Era su ritual diario cada mes de agosto desde hacía ocho años en que había muerto su madre a la que llevaba así flores a su tumba en aquella isla en la que “comprendió la voluntad de su madre cuando vio el esplendor del mundo desde la cumbre del cementerio. Era el único lugar solitario donde no podía sentirse sola”.
En el hotel donde paraba conoció a un hombre de “corazón bueno y cobarde” y se decidió a la aventura que nunca había osado en su vida. “¿Subimos?”. Y subieron. Fue placentero. Al despertar, él ya no estaba, y sí había dejado un billete de veinte dólares, envileciendo “el recuerdo de una aventura feliz”. Al regresar de la isla “a la vida real”, ya sabía que “nunca más volvería a ser la misma”; iba atenta, y molesta, con todo lo que había a su alrededor, “le hicieron falta varios días para tomar conciencia de que los cambios no eran del mundo sino de ella misma, que siempre anduvo por la vida sin mirarla, y sólo aquel año al regreso de la isla empezó a verla con los ojos del escarmiento”.

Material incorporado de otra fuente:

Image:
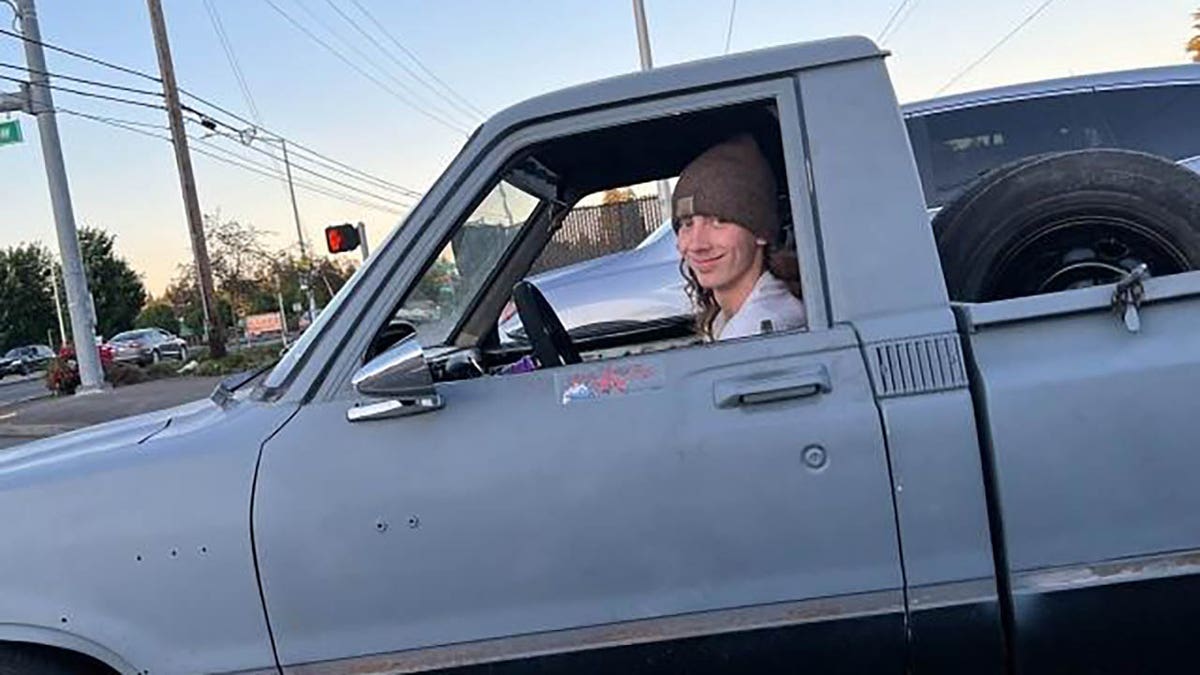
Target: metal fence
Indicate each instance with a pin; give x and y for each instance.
(591, 232)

Años después, otros encuentros, encontró flores en la tumba de su madre, el del cementerio le explicó que los dejaba un hombre de bigotes plateados, y “entonces vislumbró la hija la razón de los viajes que había hecho la madre en los seis años anteriores a su muerte con la misma pasión con que ella hacía los suyos. Consideraba que aquella razón de su madre podría ser la misma suya, y se sorprendió de la analogía. No se sintió triste sino animada por la revelación de que el milagro de su vida era haber continuado la de su madre muerta”.
Hasta que algo descubrió al exhumar su cuerpo. Algo que la enfrentó a ella misma. Aunque, tal vez, ya lo había hecho sin saberlo antes en estos últimos años, en estos últimos viajes, sufriendo por entregarse y por no entregarse, por buscar o por esperar, por mostrar o por ocultar. Una noche entre llantos se dio cuenta: esa “desgracia de ser mujer en un mundo de hombres”.